2. **Sound Localization Accuracy**
- "Ground Truth" (81%) is the highest, followed by "Ours" (60%), "Mono2Binaural" (51%), and "Mono-Mono" (32%).
- **Trend**: "Ours" improves accuracy by 9% over "Mono2Binaural" and 28% over "Mono-Mono".
3. **Ablation Study**
- "Ours" (55%) significantly outperforms "HRIR" (22%) and "Ambisonic" (23%).
- **Trend**: Removing components (HRIR/Ambisonic) reduces performance by ~50%.
#### Activation Map
- **Mono2Binaural [14]**:
- Activation is diffuse, with scattered red/green regions.
- **Ours**:
- Activation is more concentrated, with larger red/yellow regions.
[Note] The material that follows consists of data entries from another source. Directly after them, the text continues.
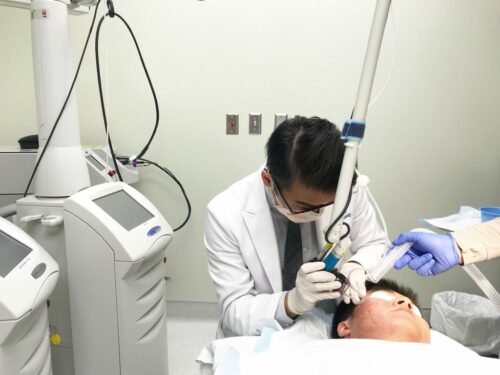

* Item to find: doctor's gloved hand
[340,262,366,305]
[285,262,341,315]
[393,232,460,276]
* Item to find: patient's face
[337,290,430,343]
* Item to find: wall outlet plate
[226,113,239,135]
[248,113,262,134]
[274,113,288,129]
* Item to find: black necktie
[282,221,303,291]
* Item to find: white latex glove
[340,262,366,305]
[287,262,341,315]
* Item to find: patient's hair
[332,279,420,339]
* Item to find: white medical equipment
[0,146,139,207]
[366,242,412,283]
[64,182,173,375]
[84,148,139,185]
[0,146,36,207]
[320,0,391,270]
[0,218,59,375]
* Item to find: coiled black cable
[137,158,191,232]
[95,0,160,181]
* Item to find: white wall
[0,0,500,306]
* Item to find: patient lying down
[332,279,430,343]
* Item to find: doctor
[205,117,385,338]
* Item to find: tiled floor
[167,302,219,375]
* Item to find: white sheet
[198,312,500,375]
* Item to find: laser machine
[0,218,59,375]
[64,182,173,375]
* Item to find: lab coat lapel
[316,205,333,251]
[242,174,282,292]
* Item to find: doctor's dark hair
[332,279,420,339]
[266,116,356,192]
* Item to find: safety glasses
[269,173,334,215]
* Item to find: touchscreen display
[94,190,154,230]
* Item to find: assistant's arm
[451,218,500,265]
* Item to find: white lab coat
[205,170,386,338]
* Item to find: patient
[332,279,430,343]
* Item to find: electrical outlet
[274,113,288,129]
[226,113,239,135]
[248,113,262,134]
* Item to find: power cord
[95,0,160,181]
[137,158,191,232]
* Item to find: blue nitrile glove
[393,232,459,276]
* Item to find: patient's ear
[337,320,351,338]
[260,168,272,186]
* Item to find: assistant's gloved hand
[393,232,460,276]
[340,262,366,305]
[287,262,341,315]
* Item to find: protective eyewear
[269,174,334,215]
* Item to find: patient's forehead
[367,289,415,304]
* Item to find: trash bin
[431,291,500,356]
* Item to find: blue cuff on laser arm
[340,119,366,141]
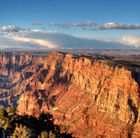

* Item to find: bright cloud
[50,22,61,26]
[0,25,134,48]
[9,36,57,48]
[33,21,43,25]
[120,36,140,48]
[0,26,24,32]
[92,22,140,30]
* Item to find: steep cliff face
[18,52,140,138]
[0,54,44,107]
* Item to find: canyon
[0,52,140,138]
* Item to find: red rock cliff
[18,52,140,138]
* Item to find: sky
[0,0,140,49]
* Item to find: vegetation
[0,106,72,138]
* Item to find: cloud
[120,36,140,48]
[0,25,133,49]
[62,22,72,26]
[50,22,61,26]
[33,21,43,25]
[0,26,25,32]
[9,36,57,48]
[73,21,95,27]
[92,22,140,30]
[50,21,95,29]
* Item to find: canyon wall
[0,54,45,108]
[15,52,140,138]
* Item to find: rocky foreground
[0,52,140,138]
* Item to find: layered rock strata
[18,52,140,138]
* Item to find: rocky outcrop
[15,52,140,138]
[0,54,45,108]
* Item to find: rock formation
[0,52,140,138]
[18,52,140,138]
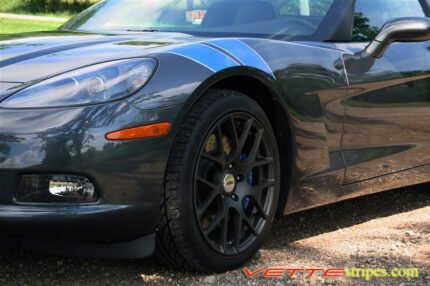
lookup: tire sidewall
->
[173,91,280,271]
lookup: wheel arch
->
[180,67,295,217]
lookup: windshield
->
[62,0,334,36]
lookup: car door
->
[337,0,430,184]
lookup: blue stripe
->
[169,44,239,72]
[208,39,274,77]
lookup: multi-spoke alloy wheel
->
[194,112,275,255]
[157,90,280,272]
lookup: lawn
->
[0,0,99,18]
[0,18,62,34]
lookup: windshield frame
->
[58,0,355,42]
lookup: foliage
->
[0,0,99,15]
[0,18,61,34]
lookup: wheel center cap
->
[223,173,236,193]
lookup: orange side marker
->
[106,122,171,140]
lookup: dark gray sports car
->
[0,0,430,272]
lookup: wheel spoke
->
[202,153,225,167]
[230,116,239,149]
[251,158,275,169]
[216,124,225,161]
[197,177,218,191]
[234,211,242,249]
[248,129,264,162]
[242,215,258,236]
[197,192,218,216]
[204,212,224,235]
[194,112,276,255]
[237,119,254,153]
[221,216,229,251]
[252,195,267,219]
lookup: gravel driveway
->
[0,186,430,286]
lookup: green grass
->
[0,0,99,18]
[0,18,61,34]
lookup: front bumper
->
[0,102,180,249]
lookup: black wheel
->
[157,90,280,272]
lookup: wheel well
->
[211,76,293,217]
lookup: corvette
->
[0,0,430,272]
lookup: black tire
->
[157,90,280,272]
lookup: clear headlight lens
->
[0,59,157,108]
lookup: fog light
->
[16,175,99,203]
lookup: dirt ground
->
[0,186,430,286]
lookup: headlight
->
[0,59,157,108]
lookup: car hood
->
[0,31,202,85]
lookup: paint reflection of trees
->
[353,13,379,41]
[37,104,130,166]
[0,133,22,163]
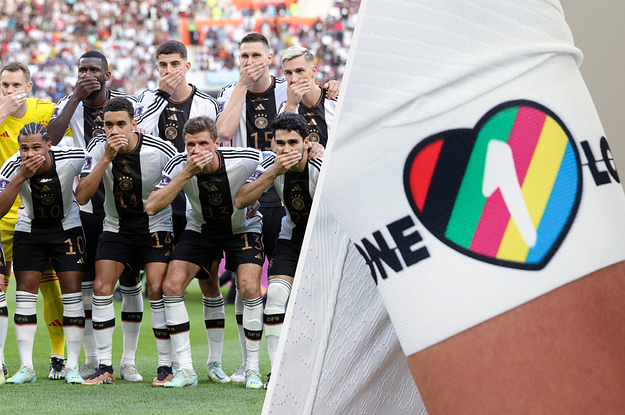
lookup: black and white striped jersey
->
[278,88,337,147]
[0,146,86,233]
[50,89,144,214]
[137,85,218,153]
[81,134,178,234]
[247,155,323,240]
[157,147,263,236]
[217,76,288,150]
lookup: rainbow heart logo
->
[404,101,582,270]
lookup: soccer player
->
[280,46,337,147]
[137,40,229,382]
[146,116,265,388]
[234,113,322,374]
[0,123,85,383]
[0,62,65,379]
[48,51,143,381]
[76,97,177,386]
[266,0,625,414]
[217,33,340,382]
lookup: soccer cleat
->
[245,369,263,389]
[78,363,98,379]
[48,356,65,380]
[82,364,115,386]
[230,364,245,383]
[206,362,230,383]
[6,366,37,384]
[119,365,143,382]
[152,366,174,386]
[163,369,197,388]
[65,364,85,384]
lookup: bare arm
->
[46,73,100,145]
[76,135,128,205]
[217,60,266,141]
[408,263,625,415]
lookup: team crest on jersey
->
[165,127,178,140]
[254,115,269,130]
[404,101,582,270]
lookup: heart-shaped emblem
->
[404,101,582,270]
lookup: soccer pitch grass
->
[0,278,271,414]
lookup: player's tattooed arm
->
[323,80,341,99]
[0,155,46,217]
[76,134,128,205]
[47,72,100,145]
[145,149,215,216]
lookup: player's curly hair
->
[102,97,135,121]
[182,115,219,141]
[271,112,308,140]
[156,40,187,60]
[17,122,50,143]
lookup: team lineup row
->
[0,33,339,388]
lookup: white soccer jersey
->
[0,146,86,233]
[50,89,144,213]
[248,155,323,241]
[81,134,178,234]
[137,85,218,152]
[278,88,337,147]
[157,147,263,236]
[217,76,288,150]
[263,202,427,415]
[319,0,625,355]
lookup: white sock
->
[14,291,37,369]
[119,283,143,366]
[163,296,195,373]
[264,278,291,366]
[61,293,85,367]
[150,298,171,367]
[234,282,247,365]
[202,294,226,363]
[82,281,98,366]
[0,290,9,370]
[93,295,115,366]
[243,297,263,370]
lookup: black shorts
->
[267,239,303,277]
[80,210,104,275]
[13,227,85,273]
[95,231,172,268]
[171,230,265,272]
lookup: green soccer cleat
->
[7,366,37,384]
[245,369,263,389]
[163,369,197,388]
[207,362,230,383]
[65,364,85,384]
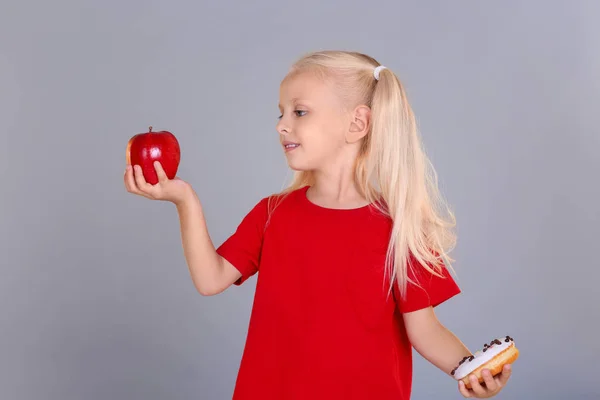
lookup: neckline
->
[300,185,372,213]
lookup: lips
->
[282,141,300,150]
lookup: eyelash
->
[277,110,307,119]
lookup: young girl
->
[124,51,511,400]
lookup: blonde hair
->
[272,51,456,296]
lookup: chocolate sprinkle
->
[450,335,514,375]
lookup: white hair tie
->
[373,65,387,80]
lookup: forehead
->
[279,72,337,105]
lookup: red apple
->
[126,127,181,185]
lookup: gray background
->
[0,0,600,400]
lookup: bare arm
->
[404,307,471,375]
[176,187,241,296]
- Suggests stronger spatial focus compared to "Mono2Binaural".
---
### Key Observations
1. **User Preference**: "Ours" is the most preferred method (45% vs. 33% for "Mono2Binaural").
2. **Accuracy**: "Ours" achieves 60% accuracy, 28% higher than "Mono-Mono" and 9% higher than "Mono2Binaural".
3. **Ablation**: Removing components (HRIR/Ambisonic) halves performance, highlighting their importance.
4. **Activation Maps**: "Ours" shows more localized activation, aligning with higher user preference and accuracy.
---
### Interpretation
- **User Preference vs. Accuracy**: "Ours" excels in both metrics, suggesting it balances perceptual quality and technical performance.
- **Ablation Impact**: The 55% accuracy of "Ours" vs. 22–23% for simplified methods indicates that integrating HRIR and Ambisonic components is critical.
- **Activation Maps**: The concentrated activation in "Ours" implies better spatial awareness, likely contributing to its superior performance.
- **Ground Truth Benchmark**: "Ground Truth" (81%) sets a high standard, but "Ours" (60%) is the closest among user-tested methods.
This data demonstrates that "Ours" is the most effective method for spatial audio tasks, combining user preference, accuracy, and focused activation patterns.